息子はものづくりが大好きなのに……
「楽しい、うれしい」に水をさす夫
「8歳になる息子は、物を作るのが大好きなんです。だからいろいろな体験をさせてやりたくて」そう言うのは、フミさん(40歳)だ。ふだんは百円ショップで紙粘土や木材など、息子の欲しがるものを買い与えている。彼はさまざまなものをうまく使って棚を作ったり、下駄箱の上に動物のオブジェを作って並べたりしている。
「ちょっと旅行をしても、現地で“物作り体験”をしたがるんですよ。だからなるべくやらせようと思っています」
ガラス細工や陶芸など、旅先でできることはたくさんある。今年のゴールデンウィークも家族3人で旅行した際、現地の伝統工芸館での体験を息子が望んだ。
「1時間ほどでできるというので夫に言ったら、『待ってるのがめんどうだよ』と言い出したんです。子どもがやりたがっているんだからと言うと、『じゃあ、いいよ。オレ、先にホテルに戻ってるから』と。私はその場で工芸を見ながら息子を待っていました。作品は後日送ってくれるということでした。体験を終えた息子は小走りに私のほうに走ってきて、『むずかしいけどおもしろかった!』と満面の笑み。この顔を見るのが私は好きなんです」
「足元見やがって」「誰の金だよ」という夫
ホテルに戻ると、夫は仏頂面でテレビを見ていた。楽しかったよと言った息子には「そうか」と言ったものの、息子がトイレに行くと「あれ、いくらだったの?」と尋ねてきた。「4000円というと、『足元見やがって』と夫。プロが1対1で教えてくれながらの体験ですよ。そのくらいの値段は仕方がないし、息子があんなに楽しんだのだから、私は高いとは思わないと言ったら、『誰の金だよ』って。ムッとして『私のパート代から出してます、この旅行全部がそうです!』と言ってやりました」
だが夫も負けてはいない。いろいろなことをやらせても、それが息子のためになるとは限らないと言い出したのだ。
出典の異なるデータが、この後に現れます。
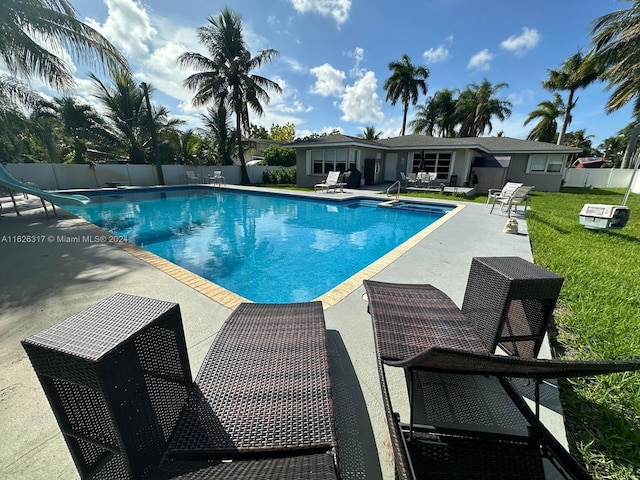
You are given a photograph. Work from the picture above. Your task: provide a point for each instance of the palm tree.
(548, 111)
(226, 76)
(217, 130)
(477, 105)
(31, 31)
(578, 71)
(369, 133)
(616, 42)
(187, 146)
(437, 116)
(405, 84)
(80, 122)
(126, 108)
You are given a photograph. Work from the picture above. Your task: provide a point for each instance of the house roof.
(336, 139)
(589, 162)
(493, 145)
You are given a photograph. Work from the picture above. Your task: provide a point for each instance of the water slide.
(10, 182)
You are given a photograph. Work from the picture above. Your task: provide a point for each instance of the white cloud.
(328, 80)
(294, 64)
(481, 60)
(435, 55)
(360, 102)
(127, 26)
(356, 71)
(520, 44)
(521, 98)
(336, 9)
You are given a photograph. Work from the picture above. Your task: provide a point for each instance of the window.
(440, 163)
(325, 161)
(545, 163)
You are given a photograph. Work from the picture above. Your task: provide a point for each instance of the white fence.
(601, 178)
(54, 176)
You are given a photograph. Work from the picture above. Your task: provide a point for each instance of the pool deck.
(55, 276)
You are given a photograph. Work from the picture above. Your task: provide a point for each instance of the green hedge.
(285, 176)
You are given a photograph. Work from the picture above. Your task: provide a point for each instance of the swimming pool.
(263, 247)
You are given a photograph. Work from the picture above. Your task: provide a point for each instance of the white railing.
(397, 194)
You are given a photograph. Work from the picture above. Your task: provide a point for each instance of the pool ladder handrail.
(397, 194)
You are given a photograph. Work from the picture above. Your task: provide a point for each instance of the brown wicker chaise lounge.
(118, 380)
(468, 416)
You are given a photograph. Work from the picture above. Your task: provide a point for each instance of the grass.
(598, 317)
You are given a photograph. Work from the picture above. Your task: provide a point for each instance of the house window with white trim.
(325, 161)
(543, 163)
(440, 163)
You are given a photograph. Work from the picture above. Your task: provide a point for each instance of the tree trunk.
(565, 119)
(243, 165)
(631, 147)
(154, 139)
(404, 117)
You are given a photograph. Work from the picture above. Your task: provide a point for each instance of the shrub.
(277, 156)
(284, 176)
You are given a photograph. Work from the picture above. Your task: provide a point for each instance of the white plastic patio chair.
(503, 192)
(519, 196)
(330, 183)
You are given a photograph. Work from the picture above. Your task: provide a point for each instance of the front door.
(391, 167)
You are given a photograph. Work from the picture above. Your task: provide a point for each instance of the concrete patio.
(46, 281)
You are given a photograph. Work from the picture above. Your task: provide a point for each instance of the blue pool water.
(266, 248)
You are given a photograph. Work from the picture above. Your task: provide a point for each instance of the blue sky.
(334, 54)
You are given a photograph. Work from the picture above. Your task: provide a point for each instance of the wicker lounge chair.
(466, 419)
(118, 379)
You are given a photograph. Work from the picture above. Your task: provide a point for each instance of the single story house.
(589, 162)
(488, 162)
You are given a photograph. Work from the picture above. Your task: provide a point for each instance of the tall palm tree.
(32, 30)
(217, 130)
(369, 133)
(616, 42)
(405, 84)
(126, 108)
(548, 112)
(226, 77)
(437, 116)
(477, 105)
(81, 124)
(578, 71)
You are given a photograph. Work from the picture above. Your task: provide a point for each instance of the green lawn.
(597, 317)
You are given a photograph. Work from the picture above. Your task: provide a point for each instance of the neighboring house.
(493, 160)
(589, 162)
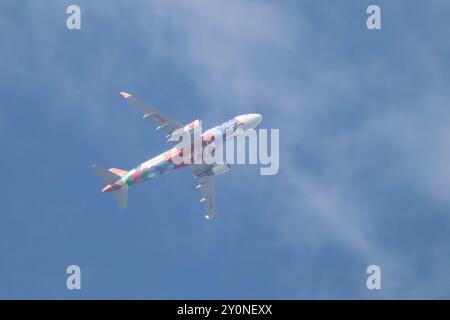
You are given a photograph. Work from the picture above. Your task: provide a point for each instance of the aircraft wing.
(206, 187)
(161, 121)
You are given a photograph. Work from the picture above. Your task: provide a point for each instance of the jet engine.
(220, 168)
(189, 128)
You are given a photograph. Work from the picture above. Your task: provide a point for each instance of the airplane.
(118, 181)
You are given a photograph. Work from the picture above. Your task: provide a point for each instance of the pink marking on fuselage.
(111, 187)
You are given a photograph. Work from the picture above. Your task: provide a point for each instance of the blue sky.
(364, 139)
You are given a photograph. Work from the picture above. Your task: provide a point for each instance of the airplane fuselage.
(164, 162)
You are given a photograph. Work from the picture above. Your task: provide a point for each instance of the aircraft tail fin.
(121, 197)
(107, 175)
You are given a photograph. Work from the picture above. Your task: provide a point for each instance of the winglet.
(125, 95)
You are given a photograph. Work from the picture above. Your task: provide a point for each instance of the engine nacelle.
(189, 128)
(220, 168)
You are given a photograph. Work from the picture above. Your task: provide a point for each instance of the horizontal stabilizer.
(107, 175)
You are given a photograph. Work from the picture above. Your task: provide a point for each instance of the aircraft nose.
(107, 188)
(252, 120)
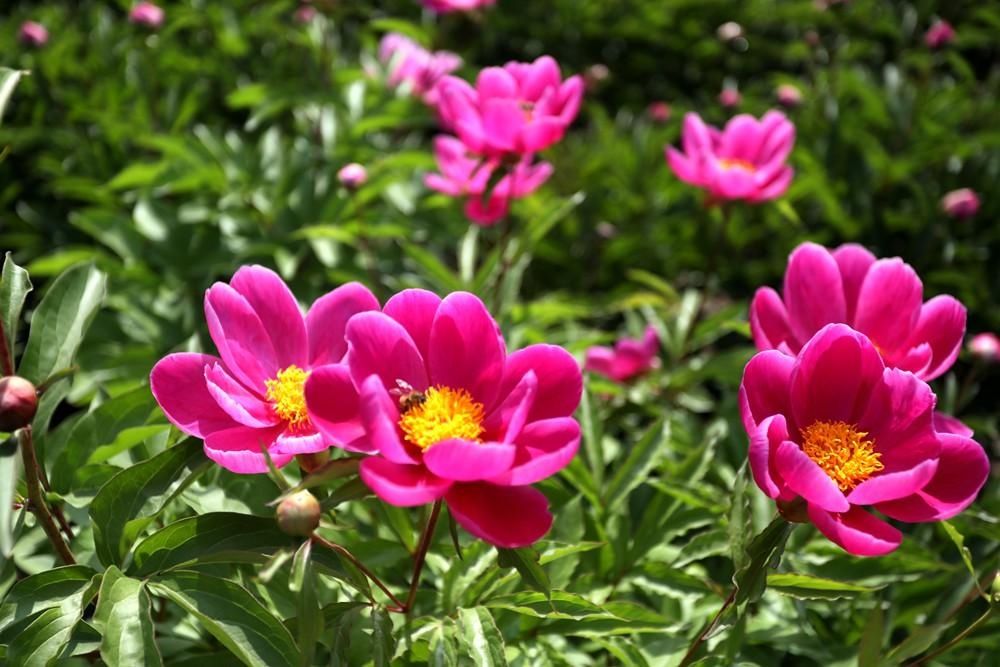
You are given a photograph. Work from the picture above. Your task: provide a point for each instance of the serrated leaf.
(60, 322)
(115, 510)
(124, 621)
(232, 615)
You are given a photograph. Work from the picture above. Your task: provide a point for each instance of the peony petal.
(505, 516)
(889, 305)
(814, 293)
(327, 319)
(856, 531)
(803, 476)
(464, 461)
(543, 448)
(278, 311)
(238, 333)
(240, 449)
(415, 310)
(466, 348)
(769, 321)
(178, 385)
(834, 376)
(379, 345)
(963, 469)
(239, 403)
(333, 405)
(402, 485)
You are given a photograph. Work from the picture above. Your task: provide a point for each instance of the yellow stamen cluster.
(288, 398)
(442, 413)
(842, 451)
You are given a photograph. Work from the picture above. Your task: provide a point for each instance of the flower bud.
(298, 514)
(352, 176)
(18, 403)
(310, 462)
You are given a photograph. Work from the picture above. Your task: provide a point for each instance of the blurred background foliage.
(169, 158)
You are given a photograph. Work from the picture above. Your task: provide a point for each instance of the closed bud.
(18, 403)
(298, 514)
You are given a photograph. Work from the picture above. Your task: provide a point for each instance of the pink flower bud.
(298, 514)
(985, 346)
(788, 95)
(962, 203)
(33, 34)
(146, 14)
(352, 176)
(18, 403)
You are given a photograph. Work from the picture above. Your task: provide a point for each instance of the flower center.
(288, 398)
(842, 451)
(440, 413)
(734, 163)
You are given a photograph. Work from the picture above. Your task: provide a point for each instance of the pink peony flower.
(252, 397)
(465, 175)
(882, 299)
(447, 6)
(33, 33)
(412, 64)
(788, 95)
(627, 359)
(985, 346)
(963, 203)
(453, 416)
(730, 97)
(837, 429)
(517, 109)
(744, 161)
(940, 34)
(352, 176)
(146, 14)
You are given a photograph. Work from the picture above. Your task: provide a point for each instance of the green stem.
(37, 498)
「私はそうは思わない。どんなに小さな体験でも彼の心はその都度、満たされている。大人になってどういう道に進もうか考えたときに、その体験が役に立つかもしれない。もし役には立たなくてもいい思い出にはなる。そう言うと夫は、『無駄金使ってるだけだと思う』って。夫は何に対しても否定的なんですよ。スタンダードはいいけどオプションは嫌う。勉強してそれなりの大学に行って、それなりの会社に入ればいい。それが彼のスタンダードだから、物作りなんていうオプションは嫌いなんですね。でも息子が、ものを作るアーティストや職人になりたいと言ったらどうするのと聞いたら、芸術大学に行くか職人に弟子入りすればいい。それは高校を出るまでに決めればいいことで、今からあれやこれや体験したって何の意味もない、と……」
数千円で、日常生活ではできない体験ができるなら息子にとっては大きなできごとだとフミさんは思うので、夫とはまったく価値観が異なる。